В нем есть что-то такое романтическо-толстогубое. Но он тип славный.
А я пролил чай на пол, хотел вытереть.
– Где взять тряпку? – спросил я у Миши.
– Вон, на батарее.
Я подошел к батарее:
– Трусами?
– Нет, тряпкой.
– А чьи это трусы?
– Мои.
– Черт, Миша, ты сам отвратен. Ты не знаешь, как надо делать: берешь бумажку. Хоба. Смотришь, если она коричневеет – еще разок, другой. Хоба. И так, пока бумажка не выйдет из твоего зада белой. Или хотя бы стирай трусы нормально.
– Фу, Евген, какая гадость!
– Об этом даже в книгах пишут. Так все люди делать должны.
– Ну и дрянь ты читаешь.
– Я думал, что у всех людей заложено от природы умение вытирать задницу. Но тебя это обошло.
– Все, Евген. Сейчас начнешь!
Ох, уж мне эти губасто-романтики! Готовы срать под себя, но говно при них говном не называйте! Пытаясь заставить себя считать, что на самом деле на его трусах была ржавчина от батареи, я взял тряпку и вытер чай:
– Миш, ладно, извинись там перед Надей за меня. И перед Юлей. Короче: перед всеми.

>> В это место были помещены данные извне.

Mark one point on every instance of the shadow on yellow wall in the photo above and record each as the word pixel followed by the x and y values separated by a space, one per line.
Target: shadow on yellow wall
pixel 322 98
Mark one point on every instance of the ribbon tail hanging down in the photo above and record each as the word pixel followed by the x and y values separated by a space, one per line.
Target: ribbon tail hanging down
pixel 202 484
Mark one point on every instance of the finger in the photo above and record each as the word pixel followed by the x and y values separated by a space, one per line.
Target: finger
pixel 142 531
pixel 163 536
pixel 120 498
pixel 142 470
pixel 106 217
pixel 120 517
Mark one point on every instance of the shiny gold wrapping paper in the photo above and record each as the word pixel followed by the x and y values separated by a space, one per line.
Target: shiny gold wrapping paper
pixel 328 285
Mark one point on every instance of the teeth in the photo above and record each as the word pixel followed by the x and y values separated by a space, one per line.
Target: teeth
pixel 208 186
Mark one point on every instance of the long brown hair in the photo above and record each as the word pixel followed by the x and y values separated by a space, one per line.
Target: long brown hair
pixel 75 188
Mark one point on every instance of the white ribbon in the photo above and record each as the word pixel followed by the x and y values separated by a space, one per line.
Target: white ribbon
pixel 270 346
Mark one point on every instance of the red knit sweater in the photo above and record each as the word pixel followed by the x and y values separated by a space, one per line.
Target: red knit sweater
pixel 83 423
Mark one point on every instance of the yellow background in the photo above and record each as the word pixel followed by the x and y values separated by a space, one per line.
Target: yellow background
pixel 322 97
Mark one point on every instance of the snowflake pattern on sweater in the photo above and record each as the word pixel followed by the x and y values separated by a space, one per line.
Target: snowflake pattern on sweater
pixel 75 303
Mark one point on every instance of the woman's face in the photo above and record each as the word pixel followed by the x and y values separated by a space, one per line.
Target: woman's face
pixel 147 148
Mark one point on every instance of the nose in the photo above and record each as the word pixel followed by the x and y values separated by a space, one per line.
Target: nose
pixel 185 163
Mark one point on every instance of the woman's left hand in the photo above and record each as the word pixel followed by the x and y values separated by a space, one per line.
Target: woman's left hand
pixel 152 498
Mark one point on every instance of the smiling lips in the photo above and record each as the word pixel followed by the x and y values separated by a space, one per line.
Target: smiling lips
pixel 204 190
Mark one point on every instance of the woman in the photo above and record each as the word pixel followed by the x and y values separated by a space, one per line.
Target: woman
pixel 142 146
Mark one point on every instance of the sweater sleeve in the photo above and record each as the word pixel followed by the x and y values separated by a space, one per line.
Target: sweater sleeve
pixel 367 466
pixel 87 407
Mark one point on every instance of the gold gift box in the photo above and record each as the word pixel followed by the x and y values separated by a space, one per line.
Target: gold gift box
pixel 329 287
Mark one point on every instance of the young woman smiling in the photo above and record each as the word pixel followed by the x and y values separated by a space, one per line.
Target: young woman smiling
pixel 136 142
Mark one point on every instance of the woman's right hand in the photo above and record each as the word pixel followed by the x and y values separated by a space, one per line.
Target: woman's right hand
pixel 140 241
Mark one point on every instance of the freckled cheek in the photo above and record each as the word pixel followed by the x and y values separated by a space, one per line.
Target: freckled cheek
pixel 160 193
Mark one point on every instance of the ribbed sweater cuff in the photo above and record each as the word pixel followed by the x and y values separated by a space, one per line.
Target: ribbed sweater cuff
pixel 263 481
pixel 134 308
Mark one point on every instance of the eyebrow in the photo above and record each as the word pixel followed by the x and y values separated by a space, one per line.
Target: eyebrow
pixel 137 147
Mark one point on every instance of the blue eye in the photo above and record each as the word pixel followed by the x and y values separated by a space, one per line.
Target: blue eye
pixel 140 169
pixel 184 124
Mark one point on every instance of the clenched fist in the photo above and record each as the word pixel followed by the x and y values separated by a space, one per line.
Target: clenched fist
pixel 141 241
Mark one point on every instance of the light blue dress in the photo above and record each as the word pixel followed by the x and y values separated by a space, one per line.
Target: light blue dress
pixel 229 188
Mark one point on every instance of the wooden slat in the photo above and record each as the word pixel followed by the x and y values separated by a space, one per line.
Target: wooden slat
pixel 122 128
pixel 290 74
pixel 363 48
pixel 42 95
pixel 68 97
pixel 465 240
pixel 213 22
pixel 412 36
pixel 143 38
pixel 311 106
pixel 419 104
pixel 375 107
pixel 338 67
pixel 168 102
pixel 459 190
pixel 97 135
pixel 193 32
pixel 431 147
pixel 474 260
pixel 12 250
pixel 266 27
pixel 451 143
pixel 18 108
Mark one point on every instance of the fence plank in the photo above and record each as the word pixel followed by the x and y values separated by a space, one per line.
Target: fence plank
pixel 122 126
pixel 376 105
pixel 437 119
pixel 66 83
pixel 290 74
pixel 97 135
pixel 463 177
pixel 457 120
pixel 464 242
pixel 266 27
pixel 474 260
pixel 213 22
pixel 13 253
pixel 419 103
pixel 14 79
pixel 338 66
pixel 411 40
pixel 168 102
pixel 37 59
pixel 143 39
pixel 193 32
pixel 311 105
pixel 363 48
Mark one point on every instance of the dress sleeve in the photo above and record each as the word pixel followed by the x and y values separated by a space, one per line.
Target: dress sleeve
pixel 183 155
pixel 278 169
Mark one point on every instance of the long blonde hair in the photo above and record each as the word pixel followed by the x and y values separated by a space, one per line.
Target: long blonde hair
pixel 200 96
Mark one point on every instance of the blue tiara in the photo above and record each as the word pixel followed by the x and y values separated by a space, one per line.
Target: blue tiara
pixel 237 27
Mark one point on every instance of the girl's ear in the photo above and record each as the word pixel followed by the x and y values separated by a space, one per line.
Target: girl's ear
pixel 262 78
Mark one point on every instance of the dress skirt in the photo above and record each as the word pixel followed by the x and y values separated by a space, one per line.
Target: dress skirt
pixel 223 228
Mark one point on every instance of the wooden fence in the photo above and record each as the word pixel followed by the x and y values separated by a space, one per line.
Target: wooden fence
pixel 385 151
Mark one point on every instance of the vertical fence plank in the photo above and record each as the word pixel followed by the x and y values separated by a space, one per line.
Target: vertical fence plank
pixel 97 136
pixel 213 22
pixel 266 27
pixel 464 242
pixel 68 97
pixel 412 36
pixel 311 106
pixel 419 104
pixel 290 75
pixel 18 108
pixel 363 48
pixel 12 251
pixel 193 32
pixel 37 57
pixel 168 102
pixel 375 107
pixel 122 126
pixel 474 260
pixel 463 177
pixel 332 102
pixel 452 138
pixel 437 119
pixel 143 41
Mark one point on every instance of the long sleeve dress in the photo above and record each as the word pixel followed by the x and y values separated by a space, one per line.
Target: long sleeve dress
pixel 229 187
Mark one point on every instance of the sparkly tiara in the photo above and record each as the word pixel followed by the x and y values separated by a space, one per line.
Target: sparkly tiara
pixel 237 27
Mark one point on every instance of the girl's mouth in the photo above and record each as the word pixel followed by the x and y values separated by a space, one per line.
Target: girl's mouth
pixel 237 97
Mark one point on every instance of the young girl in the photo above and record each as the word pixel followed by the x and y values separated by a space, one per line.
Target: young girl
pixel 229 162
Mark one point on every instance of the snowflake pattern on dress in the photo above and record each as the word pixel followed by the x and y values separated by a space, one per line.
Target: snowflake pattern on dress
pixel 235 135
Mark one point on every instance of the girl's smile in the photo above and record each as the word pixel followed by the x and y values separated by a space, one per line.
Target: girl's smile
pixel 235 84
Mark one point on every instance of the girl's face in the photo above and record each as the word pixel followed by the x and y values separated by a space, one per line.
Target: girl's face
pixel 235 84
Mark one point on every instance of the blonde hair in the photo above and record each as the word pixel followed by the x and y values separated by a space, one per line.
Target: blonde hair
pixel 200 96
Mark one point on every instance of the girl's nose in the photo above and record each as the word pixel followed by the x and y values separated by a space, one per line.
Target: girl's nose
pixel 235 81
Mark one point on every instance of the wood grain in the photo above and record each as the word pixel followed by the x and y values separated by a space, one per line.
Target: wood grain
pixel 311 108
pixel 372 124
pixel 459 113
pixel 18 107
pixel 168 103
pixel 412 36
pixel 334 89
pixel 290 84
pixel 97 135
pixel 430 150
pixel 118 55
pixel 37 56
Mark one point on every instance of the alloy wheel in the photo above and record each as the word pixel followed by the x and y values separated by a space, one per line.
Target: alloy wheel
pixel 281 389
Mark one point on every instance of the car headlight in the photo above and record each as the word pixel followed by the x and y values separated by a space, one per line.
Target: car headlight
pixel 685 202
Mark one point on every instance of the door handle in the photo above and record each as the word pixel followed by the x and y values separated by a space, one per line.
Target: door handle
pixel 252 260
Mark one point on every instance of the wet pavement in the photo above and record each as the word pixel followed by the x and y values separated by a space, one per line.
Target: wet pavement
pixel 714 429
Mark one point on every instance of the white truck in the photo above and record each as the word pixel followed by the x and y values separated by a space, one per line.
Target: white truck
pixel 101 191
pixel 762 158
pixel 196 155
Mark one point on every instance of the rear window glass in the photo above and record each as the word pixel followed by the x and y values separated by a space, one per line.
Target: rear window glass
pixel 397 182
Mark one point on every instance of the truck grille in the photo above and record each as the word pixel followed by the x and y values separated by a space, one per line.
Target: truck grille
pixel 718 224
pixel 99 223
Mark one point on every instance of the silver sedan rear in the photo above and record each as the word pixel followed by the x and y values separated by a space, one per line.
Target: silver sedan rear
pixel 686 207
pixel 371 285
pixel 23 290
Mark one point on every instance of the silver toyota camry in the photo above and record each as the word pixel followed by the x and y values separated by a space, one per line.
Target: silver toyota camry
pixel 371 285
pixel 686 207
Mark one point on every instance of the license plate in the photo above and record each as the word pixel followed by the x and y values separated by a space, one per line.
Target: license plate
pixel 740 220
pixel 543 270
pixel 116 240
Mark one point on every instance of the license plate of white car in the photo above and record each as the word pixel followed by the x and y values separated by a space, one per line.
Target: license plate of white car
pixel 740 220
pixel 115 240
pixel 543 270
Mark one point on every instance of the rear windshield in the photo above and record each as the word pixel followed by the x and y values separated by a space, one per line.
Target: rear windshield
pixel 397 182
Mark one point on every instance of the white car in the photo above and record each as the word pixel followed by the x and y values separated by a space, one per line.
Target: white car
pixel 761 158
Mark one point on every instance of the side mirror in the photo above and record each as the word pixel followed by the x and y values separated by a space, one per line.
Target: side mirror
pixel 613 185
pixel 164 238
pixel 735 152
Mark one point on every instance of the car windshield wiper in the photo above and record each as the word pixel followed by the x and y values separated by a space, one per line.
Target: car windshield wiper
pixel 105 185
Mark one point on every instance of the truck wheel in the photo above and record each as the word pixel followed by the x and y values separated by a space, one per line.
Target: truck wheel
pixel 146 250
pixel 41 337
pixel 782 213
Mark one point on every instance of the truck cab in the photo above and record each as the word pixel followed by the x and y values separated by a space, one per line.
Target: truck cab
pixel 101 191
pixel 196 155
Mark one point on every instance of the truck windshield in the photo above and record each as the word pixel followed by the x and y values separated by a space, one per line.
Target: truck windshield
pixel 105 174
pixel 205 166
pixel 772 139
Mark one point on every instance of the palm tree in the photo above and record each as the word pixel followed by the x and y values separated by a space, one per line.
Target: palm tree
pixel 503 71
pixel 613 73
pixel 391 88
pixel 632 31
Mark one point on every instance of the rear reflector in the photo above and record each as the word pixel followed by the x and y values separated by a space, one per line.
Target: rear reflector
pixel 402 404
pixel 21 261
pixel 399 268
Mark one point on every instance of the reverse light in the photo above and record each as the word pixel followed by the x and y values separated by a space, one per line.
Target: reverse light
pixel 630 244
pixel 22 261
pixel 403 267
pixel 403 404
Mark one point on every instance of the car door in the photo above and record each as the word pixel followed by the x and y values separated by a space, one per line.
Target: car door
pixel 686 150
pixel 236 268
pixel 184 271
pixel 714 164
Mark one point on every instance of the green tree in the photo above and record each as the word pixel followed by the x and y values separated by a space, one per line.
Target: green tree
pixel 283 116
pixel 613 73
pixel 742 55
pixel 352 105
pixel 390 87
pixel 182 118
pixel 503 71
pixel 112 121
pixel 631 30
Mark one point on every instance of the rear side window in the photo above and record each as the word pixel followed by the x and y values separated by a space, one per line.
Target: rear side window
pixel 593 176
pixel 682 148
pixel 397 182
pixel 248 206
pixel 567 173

А ведь и в самом деле, скорее всего – это была ржавчина.
Потом пришел возбужденный и пьяный Проказов. Он говорил, почти кричал:
– Я сегодня признался ей в любви. Я признался ей, я сказал, что она воплощение ангельской красоты на земле.
Дрюча разувался, снимал куртку.
– Она придет через два часа. Ей нужно подумать над этим. Мне нужно поспать, я давно не спал. Я ЛЮБЛЮ ЕЕ ТАК, КАК НИКТО НЕ ЛЮБИЛ. Любовь всей моей жизни.
– Опять любовь всей жизни, – сказал Миша тоном, как будто внезапно захотел в туалет.
– Я люблю ее. – Проказов лег на кровать, потом опять встал. – Она воплощение ангельской красоты на земле. Лида – ее я люблю.
– Это, – спросил я, – та, которую мы эпатировали? Перед которой мы целовались?
– Да.
– Проказов, грязный ты педераст, – сказал Миша.
– Для меня это был первый и последний раз, когда я целовался не с девушкой, – сказал я, – исключительно ради эпатажа. Это лишь утвердило меня в моей гетеросексуальности, по правде говоря.
– Да он не очень-то хорошо целуется, – сказал Дрюча.